By Sarah Hazlehurst, Managing Partner & Head of New Business at MKTG
I will state from the off that I am an eternal optimist. However, I think we can all agree that the last few months of lockdown have been very trying for us all in various ways. A long-time fan of Madonna, I took umbrage at her now infamous comment whilst bathing in rose petals, dubbing Coronavirus “the great equaliser”. We are not all in the same boat, or indeed the same bathtub. We are all in different boats, of varying sizes, sturdiness, and luxury, but united in the fact that we are all facing the same terrible storm. Make no bones about it, experiential and live events have been hit particularly hard, and it has felt like we’re certainly in choppy waters as we try to navigate our way through this.
The Renaissance, which began in the 14th century in Florence, is widely viewed as a flowering of culture, with pioneers like Da Vinci and Galileo leading new thinking across art, architecture, politics, music, science, and literature. It is important because it led to a major shift in thought and our outlook on the world. Despite the doom and gloom, there is a huge amount of innovation and great thinking happening right now which I believe will result in an ‘Experiential Renaissance’. This pandemic will accelerate a serious revolution.
Times of trouble and strife can bring out the best in all of us. They are emotive and force us to change at speed how we respond or do things. There is a heartfelt passion and desire to innovate that comes from these lows and problems we all face. Some of the most celebrated musicians have written their best songs when they are directly connected to some level of personal sadness or strife – their anguish resulting in the creation of something beautiful that strikes a chord with others.
So, what are the green shoots happening right now that signal an Experiential Renaissance is coming?
The acceleration of digital experiences: Whilst we haven’t been able to meet face to face with friends, family, colleagues or clients, the desire for human connection remains unchanged.

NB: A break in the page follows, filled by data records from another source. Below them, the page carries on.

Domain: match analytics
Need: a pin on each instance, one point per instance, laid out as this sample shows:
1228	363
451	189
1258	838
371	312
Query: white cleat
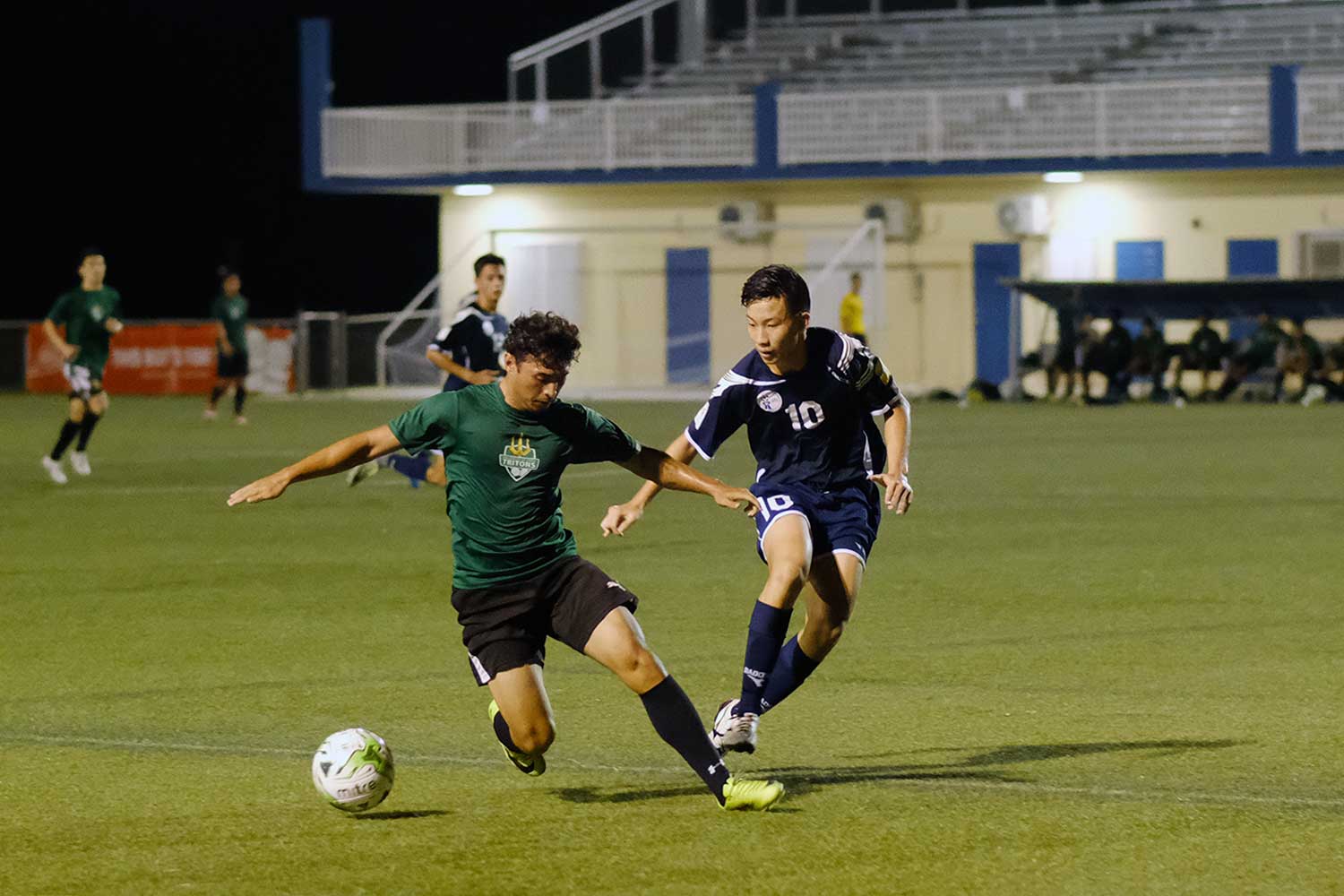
362	471
54	470
80	462
736	734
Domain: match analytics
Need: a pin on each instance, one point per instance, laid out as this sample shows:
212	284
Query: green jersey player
90	316
518	578
230	314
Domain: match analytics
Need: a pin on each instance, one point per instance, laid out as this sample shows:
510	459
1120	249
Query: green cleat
752	796
526	763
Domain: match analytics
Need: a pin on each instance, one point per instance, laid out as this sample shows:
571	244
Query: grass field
1104	654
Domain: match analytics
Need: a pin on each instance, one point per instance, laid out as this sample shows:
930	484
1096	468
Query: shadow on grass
397	814
801	780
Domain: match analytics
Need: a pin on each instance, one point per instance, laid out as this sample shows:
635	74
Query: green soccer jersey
233	314
85	314
504	476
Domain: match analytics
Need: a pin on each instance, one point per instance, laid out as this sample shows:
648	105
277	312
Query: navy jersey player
470	349
812	401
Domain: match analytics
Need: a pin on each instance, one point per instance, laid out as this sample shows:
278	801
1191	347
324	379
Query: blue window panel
1139	260
996	325
688	314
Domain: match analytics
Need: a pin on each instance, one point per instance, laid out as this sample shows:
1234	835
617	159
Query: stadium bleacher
1012	46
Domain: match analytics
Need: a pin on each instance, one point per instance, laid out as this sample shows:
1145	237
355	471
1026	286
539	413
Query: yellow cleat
526	763
752	796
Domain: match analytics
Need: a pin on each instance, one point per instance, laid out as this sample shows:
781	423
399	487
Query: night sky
167	134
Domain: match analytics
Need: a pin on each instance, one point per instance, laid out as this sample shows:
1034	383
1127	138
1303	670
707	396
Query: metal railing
691	42
567	134
1207	116
1320	112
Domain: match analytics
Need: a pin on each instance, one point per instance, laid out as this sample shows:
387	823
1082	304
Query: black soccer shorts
505	626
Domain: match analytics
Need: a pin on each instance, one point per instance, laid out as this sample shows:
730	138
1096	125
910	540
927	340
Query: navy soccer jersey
475	340
814	426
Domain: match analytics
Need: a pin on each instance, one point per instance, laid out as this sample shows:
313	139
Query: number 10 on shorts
773	504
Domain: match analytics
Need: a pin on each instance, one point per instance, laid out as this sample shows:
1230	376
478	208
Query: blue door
996	322
1139	260
688	314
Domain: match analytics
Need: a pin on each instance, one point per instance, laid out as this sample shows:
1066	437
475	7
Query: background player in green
90	316
518	578
230	314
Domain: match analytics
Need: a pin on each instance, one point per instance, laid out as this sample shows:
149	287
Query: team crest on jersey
519	457
769	401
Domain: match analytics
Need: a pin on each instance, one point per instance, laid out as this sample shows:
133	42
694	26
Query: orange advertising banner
158	359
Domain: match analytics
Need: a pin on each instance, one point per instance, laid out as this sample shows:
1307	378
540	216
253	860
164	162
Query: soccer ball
352	770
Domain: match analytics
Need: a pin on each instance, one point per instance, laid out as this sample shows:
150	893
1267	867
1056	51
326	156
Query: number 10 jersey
814	426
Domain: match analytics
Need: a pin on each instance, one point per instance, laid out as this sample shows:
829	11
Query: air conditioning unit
1320	254
744	220
1024	215
898	217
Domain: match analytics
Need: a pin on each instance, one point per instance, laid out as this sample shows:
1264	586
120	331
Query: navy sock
413	468
790	669
765	634
67	435
677	723
86	429
502	732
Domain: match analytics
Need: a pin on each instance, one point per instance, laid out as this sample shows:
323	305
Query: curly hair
543	336
779	281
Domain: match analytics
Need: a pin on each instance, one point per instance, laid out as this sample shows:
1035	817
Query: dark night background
168	136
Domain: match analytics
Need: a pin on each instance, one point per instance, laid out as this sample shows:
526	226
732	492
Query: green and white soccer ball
352	770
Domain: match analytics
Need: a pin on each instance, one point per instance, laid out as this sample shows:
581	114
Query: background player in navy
809	400
468	349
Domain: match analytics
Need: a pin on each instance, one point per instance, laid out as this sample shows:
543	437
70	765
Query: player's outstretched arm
894	479
349	452
48	330
623	516
669	473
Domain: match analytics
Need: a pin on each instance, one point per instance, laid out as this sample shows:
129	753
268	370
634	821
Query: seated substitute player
468	351
91	314
230	314
808	398
1203	352
518	578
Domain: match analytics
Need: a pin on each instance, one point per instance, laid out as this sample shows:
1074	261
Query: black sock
677	723
67	435
502	732
765	637
86	429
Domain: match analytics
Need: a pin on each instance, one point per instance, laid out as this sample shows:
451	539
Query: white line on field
1193	797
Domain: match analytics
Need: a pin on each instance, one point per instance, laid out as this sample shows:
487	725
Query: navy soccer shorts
839	520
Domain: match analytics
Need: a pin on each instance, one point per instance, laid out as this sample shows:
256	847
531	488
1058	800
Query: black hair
546	338
779	281
488	258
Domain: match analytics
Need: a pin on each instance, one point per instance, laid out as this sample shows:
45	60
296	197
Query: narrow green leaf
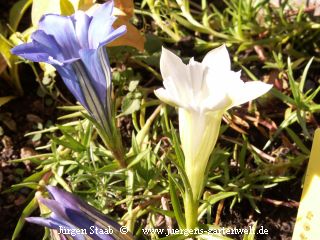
176	204
28	210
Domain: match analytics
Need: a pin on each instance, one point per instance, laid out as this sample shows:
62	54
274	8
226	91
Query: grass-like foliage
260	144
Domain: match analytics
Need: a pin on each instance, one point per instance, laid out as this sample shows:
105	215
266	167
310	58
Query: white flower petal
195	73
172	67
169	98
218	59
248	91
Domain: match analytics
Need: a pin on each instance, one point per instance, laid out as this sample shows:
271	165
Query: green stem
191	211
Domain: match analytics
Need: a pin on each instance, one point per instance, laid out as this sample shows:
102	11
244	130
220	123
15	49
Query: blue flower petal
98	79
82	23
62	29
69	77
53	223
73	202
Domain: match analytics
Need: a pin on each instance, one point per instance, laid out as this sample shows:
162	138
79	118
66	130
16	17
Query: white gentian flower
202	91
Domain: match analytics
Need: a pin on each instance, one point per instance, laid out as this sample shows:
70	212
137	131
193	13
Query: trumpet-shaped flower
72	217
74	45
202	91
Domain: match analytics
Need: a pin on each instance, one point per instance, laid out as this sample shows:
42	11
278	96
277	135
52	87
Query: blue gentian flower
74	45
72	217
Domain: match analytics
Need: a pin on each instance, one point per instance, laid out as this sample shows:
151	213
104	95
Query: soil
18	117
278	220
27	113
22	115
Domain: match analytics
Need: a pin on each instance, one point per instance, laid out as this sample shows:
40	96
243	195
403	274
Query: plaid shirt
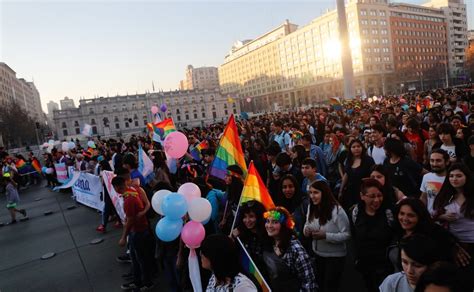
300	265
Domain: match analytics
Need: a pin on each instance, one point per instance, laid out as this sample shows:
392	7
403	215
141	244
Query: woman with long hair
328	225
220	255
372	231
287	262
356	167
412	217
290	193
250	229
454	207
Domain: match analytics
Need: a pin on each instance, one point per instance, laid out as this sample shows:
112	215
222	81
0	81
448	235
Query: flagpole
238	206
251	261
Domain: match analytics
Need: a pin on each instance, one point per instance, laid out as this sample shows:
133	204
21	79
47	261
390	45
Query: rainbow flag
196	152
163	128
36	165
254	189
228	152
20	165
251	269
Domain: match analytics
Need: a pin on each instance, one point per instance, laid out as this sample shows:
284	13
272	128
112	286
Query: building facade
200	78
291	66
125	115
23	93
67	103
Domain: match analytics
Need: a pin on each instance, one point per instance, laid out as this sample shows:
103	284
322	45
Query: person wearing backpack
371	222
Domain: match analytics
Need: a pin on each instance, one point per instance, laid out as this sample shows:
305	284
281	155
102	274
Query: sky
104	48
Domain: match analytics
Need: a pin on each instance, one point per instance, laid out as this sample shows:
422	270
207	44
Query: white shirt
431	184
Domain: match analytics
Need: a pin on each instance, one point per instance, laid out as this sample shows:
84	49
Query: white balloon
157	200
190	191
199	210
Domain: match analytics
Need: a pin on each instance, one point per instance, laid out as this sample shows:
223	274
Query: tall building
20	91
52	106
456	20
200	78
67	103
125	115
292	66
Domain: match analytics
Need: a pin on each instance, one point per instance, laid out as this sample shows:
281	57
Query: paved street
78	265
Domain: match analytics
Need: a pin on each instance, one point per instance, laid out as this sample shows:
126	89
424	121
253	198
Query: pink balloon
190	191
193	234
176	145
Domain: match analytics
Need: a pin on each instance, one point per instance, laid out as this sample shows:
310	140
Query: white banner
87	190
117	200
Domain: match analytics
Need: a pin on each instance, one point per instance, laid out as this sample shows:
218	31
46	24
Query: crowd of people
389	181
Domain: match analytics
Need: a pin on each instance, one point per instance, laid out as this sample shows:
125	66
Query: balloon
174	206
176	145
157	200
193	234
65	146
199	209
190	191
168	229
163	108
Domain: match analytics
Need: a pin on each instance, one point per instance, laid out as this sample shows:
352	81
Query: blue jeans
142	258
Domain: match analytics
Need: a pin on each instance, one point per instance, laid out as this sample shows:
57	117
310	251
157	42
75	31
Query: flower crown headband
280	217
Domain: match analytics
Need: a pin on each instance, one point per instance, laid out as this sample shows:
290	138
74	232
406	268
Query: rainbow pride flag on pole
251	269
36	165
255	189
228	152
20	165
196	152
163	128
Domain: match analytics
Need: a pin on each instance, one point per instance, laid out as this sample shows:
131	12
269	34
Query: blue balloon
174	206
168	229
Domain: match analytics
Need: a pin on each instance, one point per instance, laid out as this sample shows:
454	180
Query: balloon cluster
174	207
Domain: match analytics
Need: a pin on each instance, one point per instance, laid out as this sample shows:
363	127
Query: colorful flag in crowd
36	165
163	128
228	152
145	165
255	189
196	152
250	268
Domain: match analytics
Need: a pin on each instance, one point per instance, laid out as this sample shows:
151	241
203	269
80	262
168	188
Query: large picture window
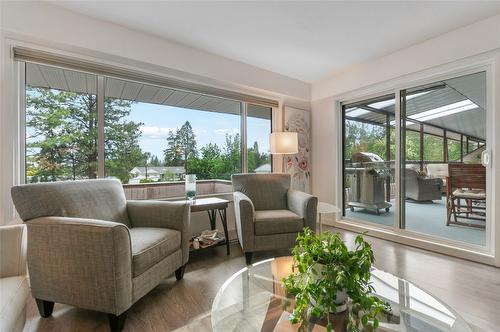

The technology of course has been with us for some time, but it has established itself quickly as part of our daily lives to connect through virtual meetings, Zoom parties, quizzes, and webinars.
Houseparty, the video chat app that launched five years ago is a great example of how things have accelerated. Whilst it gained a respectable following when it launched, because of the lockdown it has been downloaded 50 million times in a month and has now shot to the top of the app charts in more than 80 countries.
Having a presence right now (in whatever way you can) is pivotal to staying connected and remaining relevant with your audience.
Brands are now creating digital events simply to stay connected to their audience, and not always to sell product or chase leads. Some have even created webinar ‘after parties’ with live DJs as a way of creating a time to socialise post event. Live events due to take place this summer are now going digital, with Glastonbury looking to hold a ‘Glastohomebury Festival’ for their 50th birthday celebration this June to bring the experience to people’s homes, pitching your tent in your living room or garden, but without the mud and questionable portaloos.
At MKTG we’ve been evolving our business for a post Covid world, developing a new proprietary tool that enables clients to virtually demo products and services in more immersive and interactive ways. We’ve also reworked studio setups to ensure engagement but reflect new social distancing measures. Having hosts live in the studio with additional speakers joining remotely now has the power to transform events into more dynamic, interactive and inclusive experiences.
These studios are already in place in the UK, India, China, and Spain and we are now bringing together a wider network across the world of sound stage platforms, as even post-lockdown when more physical events resume, the delivery and engagement of the supporting virtual experience will be vital.
Brands will expect to see event plans from their agencies for creating both a physical experience and a virtual one.
This will broaden the access to events that brands create, allowing more people to engage and connect but in different ways. Expect to see content and experiences created that are unique to both, so that audiences whether they are there in person or connecting digitally, all have a special experience.
Real-world experiences will rapidly adapt to the ‘new normal’
We have already seen many countries gradually re-opening their restaurants and shops. One marvellous innovation in these tentative steps forward is the owner of Café Rothe Schwerin in Germany, Jacqueline Rothe. She came up with the ingenious idea of enforcing safe distancing by attaching pool noodles to customers’ hats. This was a one-time event to celebrate their re-opening, so rest assured the future of live experiences will not involve a plethora of pool noodles!
With touch no longer desirable for many, gesture technology will become much more prevalent so that consumers can still interact and engage. It will reassure people of their safety and create a new type of shopping experience. Expect to see more AV mirrors to virtually try things on and gesture-controlled interactive shop window displays. RFID wristbands will be used increasingly more in events, not just as cashless payments, but to unlock content and unique experiences.
Hyperlocal events will also come into their own, with people weary of going out where there could be large crowds. This offers brands the chance to create more intimate and memorable experiences without hiring large venues and connect on a more community level. Mass reach will be delivered through live streaming the event, with photos, videos and stats shared across social media channels. Local events but with the potential for global reach.
Things are changing for us all, but that only serves to galvanise more ideas and different ways to do things. Like the Renaissance, experiences are being reinvented and will flourish in ways we might not have thought possible or even desirable prior to the pandemic.
As Albert Einstein said, “Necessity is the mother of all invention”. It sure is.